Seems analogous to the "que" that Spanish inserts between clauses like this.
I'd say that's pretty accurate
"Det verkar SOM ATT de kommer" in German could be "Es scheint ALS OB sie kämen", so that translation to "som att" seems pretty clever.
We can actually say som om in Swedish as well, so that's more direct. The distinction is largely irrelevant to everyday language nowaday anyway.
I've seen in a dictionary the sentence, "Det verkar som om du vara inte intresserad" ("You don't seem to be interested.") I'm wondering what's the difference between "verkar som om" and "verkar som att"?
I assume you mean Det verkar som att du inte är intresserad. In most everyday usage, there is no real difference in practice nowadays - but there can be a difference, based on how it used to be, namely:
- som att implies that it might actually happen.

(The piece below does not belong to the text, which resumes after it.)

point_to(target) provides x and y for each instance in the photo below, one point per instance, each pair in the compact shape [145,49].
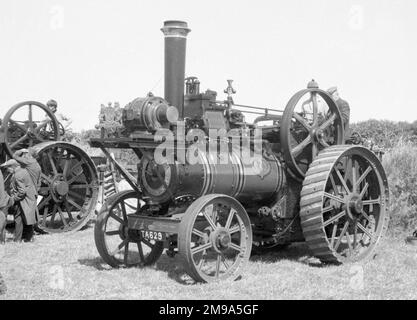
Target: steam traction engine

- som om implies a comparison to something that is not realistic.
It appears as if the verb, verkar, functions alone when the structure of the sentence is subject+verb+adjective: Maten verkar god. But when the structure of the sentence is subject+verb+dependent clause (signaled by att), then I need to use verkar som: Det verkar som att de kommer. (It seems that they are coming). This would mean that the use of any subordinating conjunction (om, när) would require the use of verkar som. Do I have this right?
I wrote: "It looks like, THAT they are coming" and it put a fat fail in my face... Isn't att = that in this case?
Sentences don't always translate word-for-word. Your suggestion would be very unidiomatic in English. The Swedish som att translates idiomatically, into "like", "as though", etc.